Table of Contents¶
Readability vs Cosine Similarity ¶
- Most of the graphs show a general cone/pyramid pattern. The lower the cosine similarity the higher the spread there is between readability metric values for Document 1 and 2 values (Will be referenced as D1 and D2 values). As cosine similarity increases the readability metric values for both documents become very close.
- For further research into this topic, manually looking at documents with dissimilar D1 and D2 values but high cosine similarity scores could yield more insight into the relationship between cosine similarity and document readability scores
- Documents with similar readability appear to have higher cosine similarity.

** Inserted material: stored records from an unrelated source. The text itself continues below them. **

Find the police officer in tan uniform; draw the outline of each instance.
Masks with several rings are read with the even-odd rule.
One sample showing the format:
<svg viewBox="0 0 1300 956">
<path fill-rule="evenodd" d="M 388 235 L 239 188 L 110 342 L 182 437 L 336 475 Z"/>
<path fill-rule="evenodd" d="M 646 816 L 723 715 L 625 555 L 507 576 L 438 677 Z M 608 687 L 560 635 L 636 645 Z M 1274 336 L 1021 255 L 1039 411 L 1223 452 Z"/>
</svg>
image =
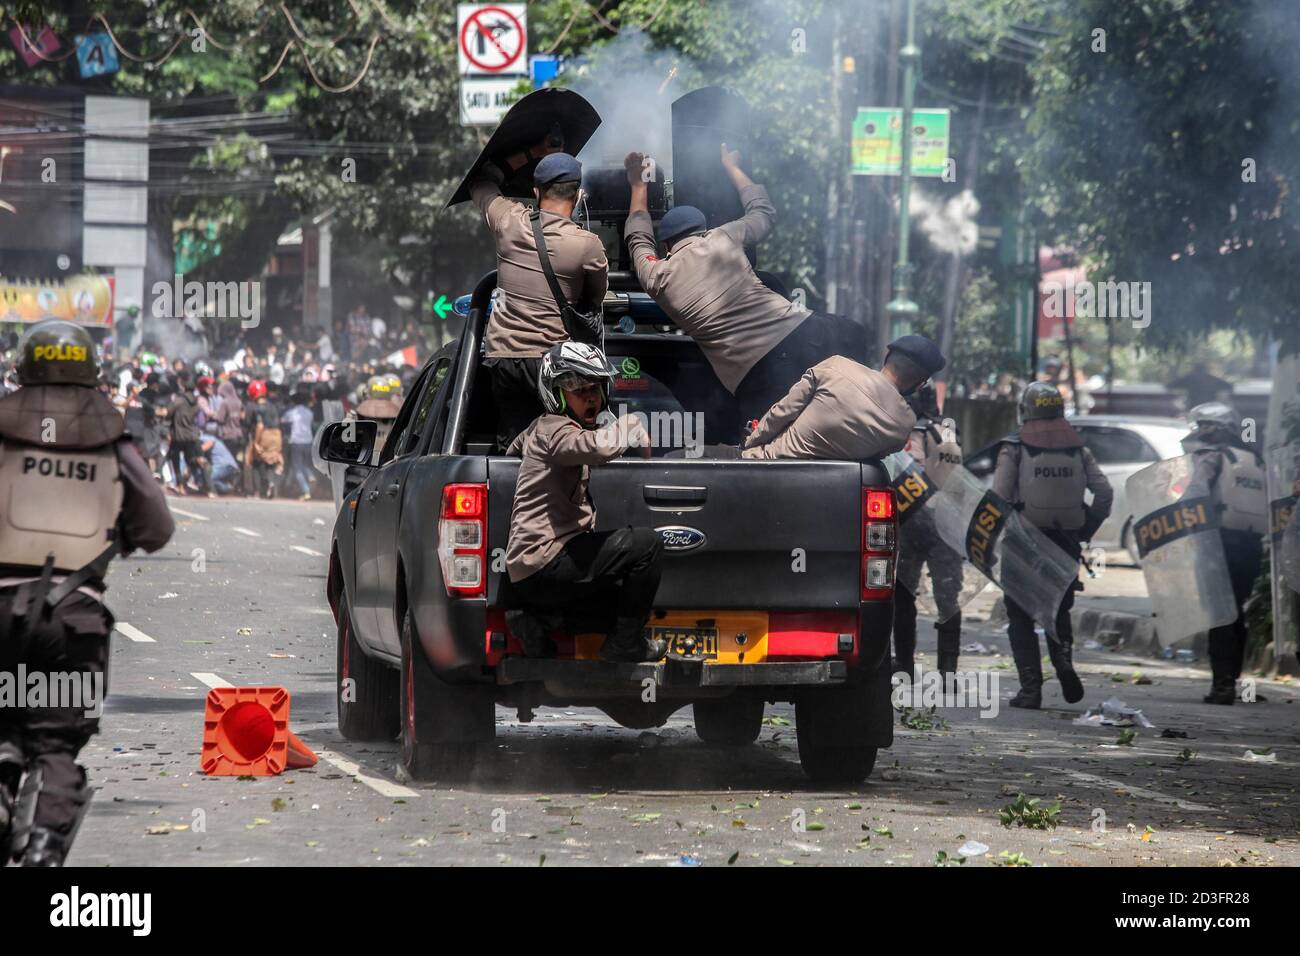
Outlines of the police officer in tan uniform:
<svg viewBox="0 0 1300 956">
<path fill-rule="evenodd" d="M 962 467 L 961 443 L 955 426 L 941 422 L 934 387 L 926 385 L 907 399 L 916 413 L 916 424 L 904 451 L 925 471 L 931 484 L 940 488 L 954 468 Z M 921 573 L 928 566 L 934 584 L 935 603 L 941 620 L 934 629 L 939 638 L 938 669 L 946 675 L 957 671 L 961 651 L 962 561 L 943 543 L 934 519 L 923 508 L 899 509 L 898 587 L 894 590 L 894 672 L 909 679 L 916 670 L 916 593 Z"/>
<path fill-rule="evenodd" d="M 96 387 L 86 330 L 47 320 L 19 350 L 22 387 L 0 398 L 0 499 L 22 503 L 0 513 L 0 671 L 76 674 L 102 693 L 108 564 L 166 544 L 171 512 Z M 76 760 L 99 720 L 84 699 L 44 703 L 0 709 L 0 862 L 61 865 L 90 799 Z"/>
<path fill-rule="evenodd" d="M 1194 429 L 1183 447 L 1194 462 L 1187 497 L 1209 496 L 1218 509 L 1219 536 L 1228 559 L 1227 582 L 1237 602 L 1237 619 L 1209 633 L 1210 692 L 1207 704 L 1231 704 L 1237 697 L 1246 653 L 1245 604 L 1263 562 L 1268 497 L 1259 453 L 1241 440 L 1241 418 L 1223 402 L 1205 402 L 1187 413 Z M 1222 586 L 1222 582 L 1214 582 Z"/>
<path fill-rule="evenodd" d="M 497 246 L 497 290 L 488 316 L 484 365 L 492 376 L 502 450 L 545 408 L 537 396 L 537 373 L 551 346 L 571 338 L 599 343 L 600 309 L 609 287 L 609 261 L 595 233 L 573 221 L 582 165 L 567 153 L 548 152 L 545 143 L 483 167 L 470 195 Z M 545 154 L 545 155 L 543 155 Z M 537 210 L 501 194 L 502 165 L 525 166 L 542 156 L 533 172 Z M 568 304 L 594 321 L 569 329 L 541 267 L 534 218 L 540 225 L 552 271 Z"/>
<path fill-rule="evenodd" d="M 1034 382 L 1020 396 L 1020 430 L 1003 439 L 993 473 L 993 491 L 1075 560 L 1110 514 L 1115 493 L 1097 466 L 1083 436 L 1065 420 L 1065 399 L 1047 382 Z M 1092 493 L 1091 504 L 1084 498 Z M 1068 703 L 1083 699 L 1083 682 L 1074 670 L 1074 629 L 1070 609 L 1076 581 L 1056 615 L 1056 640 L 1048 653 Z M 1012 707 L 1037 710 L 1043 703 L 1043 662 L 1034 619 L 1010 597 L 1007 637 L 1020 676 Z"/>
<path fill-rule="evenodd" d="M 637 278 L 664 313 L 699 345 L 718 380 L 736 397 L 742 420 L 758 418 L 806 369 L 831 355 L 865 361 L 858 326 L 811 312 L 765 286 L 745 250 L 776 221 L 767 190 L 740 168 L 740 154 L 721 149 L 722 167 L 740 194 L 744 215 L 714 229 L 694 206 L 676 206 L 660 220 L 660 258 L 650 219 L 644 158 L 624 159 L 632 187 L 624 235 Z"/>
<path fill-rule="evenodd" d="M 891 342 L 880 371 L 842 355 L 824 359 L 759 420 L 741 457 L 862 461 L 899 451 L 916 423 L 904 396 L 945 364 L 921 335 Z"/>
<path fill-rule="evenodd" d="M 506 571 L 516 608 L 506 624 L 529 657 L 555 653 L 549 630 L 566 618 L 612 623 L 600 649 L 607 661 L 654 661 L 667 643 L 645 636 L 659 590 L 663 540 L 653 528 L 596 531 L 591 469 L 629 445 L 649 449 L 637 419 L 597 426 L 615 370 L 594 346 L 565 342 L 542 359 L 538 391 L 546 407 L 510 447 L 523 458 L 515 483 Z"/>
</svg>

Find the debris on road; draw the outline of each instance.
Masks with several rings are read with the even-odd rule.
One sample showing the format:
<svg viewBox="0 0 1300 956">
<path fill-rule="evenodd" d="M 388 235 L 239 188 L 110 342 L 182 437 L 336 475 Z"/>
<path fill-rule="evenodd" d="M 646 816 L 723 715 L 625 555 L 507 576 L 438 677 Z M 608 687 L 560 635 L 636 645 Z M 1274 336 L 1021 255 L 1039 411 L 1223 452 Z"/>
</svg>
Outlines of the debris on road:
<svg viewBox="0 0 1300 956">
<path fill-rule="evenodd" d="M 1111 697 L 1101 708 L 1089 707 L 1082 717 L 1071 721 L 1076 727 L 1155 727 L 1142 711 L 1130 707 L 1118 697 Z"/>
</svg>

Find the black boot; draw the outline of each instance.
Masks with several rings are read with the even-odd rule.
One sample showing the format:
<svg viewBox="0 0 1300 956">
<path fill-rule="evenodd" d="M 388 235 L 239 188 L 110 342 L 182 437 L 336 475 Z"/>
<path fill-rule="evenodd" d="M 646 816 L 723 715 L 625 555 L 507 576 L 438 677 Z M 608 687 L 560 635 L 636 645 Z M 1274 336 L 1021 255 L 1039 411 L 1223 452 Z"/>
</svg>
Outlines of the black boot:
<svg viewBox="0 0 1300 956">
<path fill-rule="evenodd" d="M 1031 630 L 1027 635 L 1009 632 L 1007 636 L 1020 675 L 1020 691 L 1011 698 L 1010 704 L 1038 710 L 1043 706 L 1043 661 L 1038 656 L 1038 635 Z"/>
<path fill-rule="evenodd" d="M 668 653 L 668 642 L 651 638 L 642 621 L 620 617 L 614 630 L 600 646 L 600 659 L 620 664 L 640 664 L 657 661 Z"/>
<path fill-rule="evenodd" d="M 961 611 L 935 624 L 934 629 L 939 634 L 939 672 L 947 677 L 957 673 L 957 657 L 961 651 Z"/>
<path fill-rule="evenodd" d="M 1237 682 L 1216 674 L 1210 680 L 1210 692 L 1201 698 L 1207 704 L 1232 705 L 1237 700 Z"/>
<path fill-rule="evenodd" d="M 551 622 L 530 611 L 506 611 L 506 627 L 523 645 L 528 657 L 554 657 L 555 642 L 548 633 Z"/>
<path fill-rule="evenodd" d="M 23 866 L 62 866 L 68 855 L 68 838 L 49 827 L 32 827 L 27 838 L 27 849 L 22 856 Z"/>
<path fill-rule="evenodd" d="M 1072 640 L 1047 639 L 1047 652 L 1051 655 L 1052 666 L 1056 668 L 1056 679 L 1061 682 L 1061 693 L 1067 704 L 1076 704 L 1083 700 L 1083 681 L 1079 680 L 1074 669 L 1074 642 Z"/>
</svg>

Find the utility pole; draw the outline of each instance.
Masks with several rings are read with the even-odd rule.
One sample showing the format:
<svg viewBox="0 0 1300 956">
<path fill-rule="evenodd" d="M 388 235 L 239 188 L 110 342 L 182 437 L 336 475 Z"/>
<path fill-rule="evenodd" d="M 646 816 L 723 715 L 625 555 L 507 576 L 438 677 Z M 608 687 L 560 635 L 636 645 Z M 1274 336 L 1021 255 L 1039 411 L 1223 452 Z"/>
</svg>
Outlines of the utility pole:
<svg viewBox="0 0 1300 956">
<path fill-rule="evenodd" d="M 894 298 L 888 306 L 890 334 L 895 337 L 912 331 L 912 318 L 917 313 L 911 297 L 912 266 L 907 258 L 912 226 L 908 212 L 912 193 L 912 109 L 916 101 L 916 69 L 921 61 L 921 50 L 916 45 L 916 0 L 907 0 L 907 40 L 898 58 L 903 65 L 903 168 L 898 193 L 898 262 L 894 264 Z"/>
</svg>

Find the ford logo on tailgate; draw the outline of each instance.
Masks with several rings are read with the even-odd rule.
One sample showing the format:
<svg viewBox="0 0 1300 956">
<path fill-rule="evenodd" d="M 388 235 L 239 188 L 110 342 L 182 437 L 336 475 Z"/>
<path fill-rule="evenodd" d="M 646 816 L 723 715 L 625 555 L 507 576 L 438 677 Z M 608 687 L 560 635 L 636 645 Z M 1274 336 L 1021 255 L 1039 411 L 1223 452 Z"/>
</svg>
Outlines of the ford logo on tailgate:
<svg viewBox="0 0 1300 956">
<path fill-rule="evenodd" d="M 655 530 L 664 539 L 665 551 L 694 551 L 706 540 L 703 531 L 696 531 L 694 528 L 686 528 L 682 525 L 669 525 Z"/>
</svg>

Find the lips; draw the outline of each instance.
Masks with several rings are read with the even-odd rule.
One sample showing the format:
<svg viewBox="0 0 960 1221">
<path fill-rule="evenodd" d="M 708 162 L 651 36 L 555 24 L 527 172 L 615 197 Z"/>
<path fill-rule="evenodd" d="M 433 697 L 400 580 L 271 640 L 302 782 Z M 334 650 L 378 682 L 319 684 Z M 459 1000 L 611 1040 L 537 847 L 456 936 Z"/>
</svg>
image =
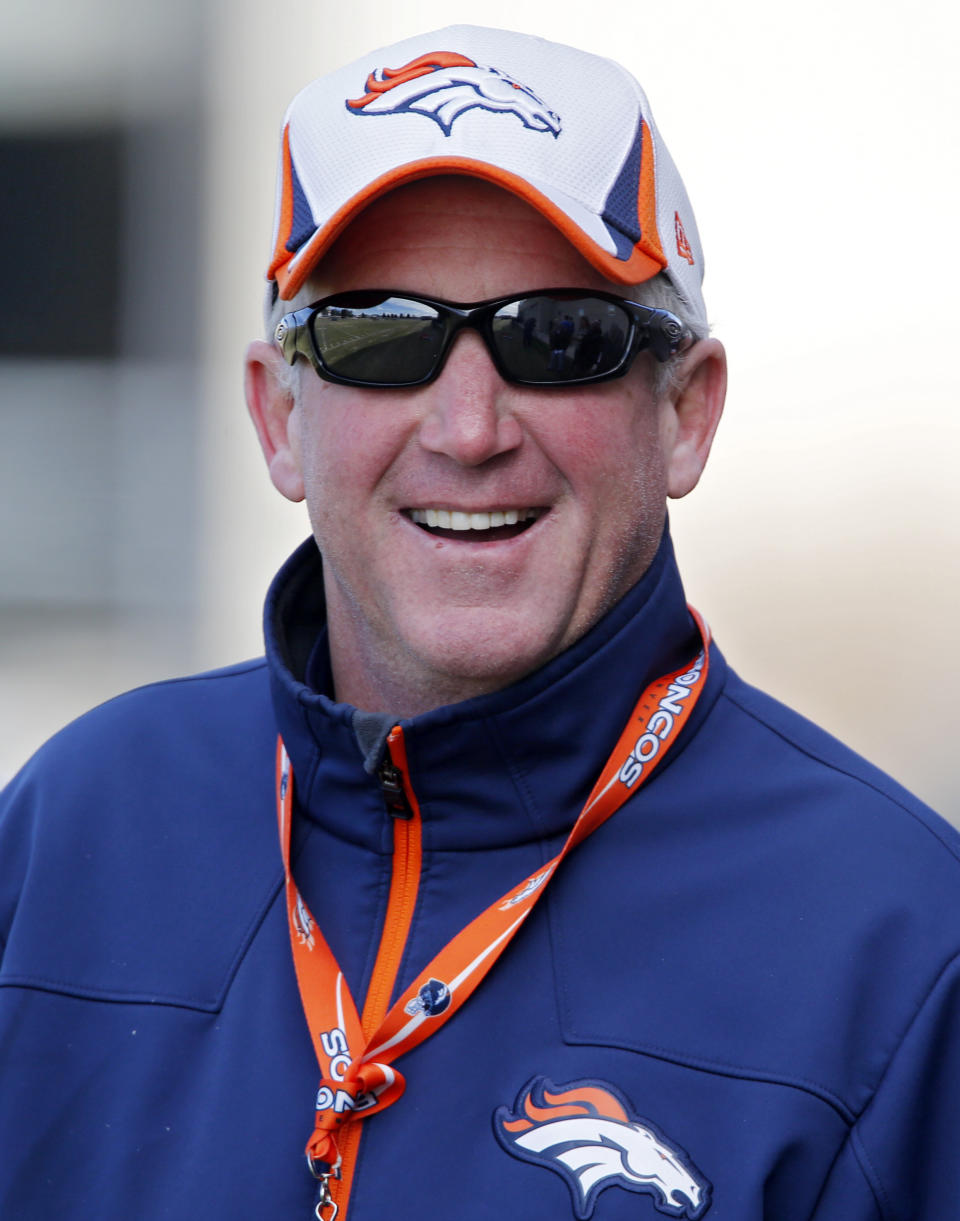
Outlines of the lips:
<svg viewBox="0 0 960 1221">
<path fill-rule="evenodd" d="M 545 512 L 543 508 L 479 511 L 430 508 L 407 509 L 406 515 L 415 525 L 437 538 L 480 543 L 515 538 Z"/>
</svg>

Since readability takes into account sentence/document structure, that could imply that the word vector frequencies can give insight into sentence structure as well.
- Also appears that higher readability => higher similarity. So the easier a document is to read, the more in common it has with other documents
Principal Component Analysis (PCA) ¶
PCA is used to compress a high dimensional matrix into a smaller dimensional matrix. We will attempt to use PCA to visualize the distribution of our corpus of readability scores. Readability scores will be compressed into pc1, pc2, and pc3 and then clustered using KMeans. A sample of nodes from each cluster will be plotted into a 3 dimensional plot.
Interesting observation: PCA is essentially averaging the entire readability matrix into a 3 dimensional plot. You can see when the plot is colored based on FleschReadingEase score, some of the most extreme outliers weren't the darkest bubbles, indicating a difference between Flesch and the other readability scores.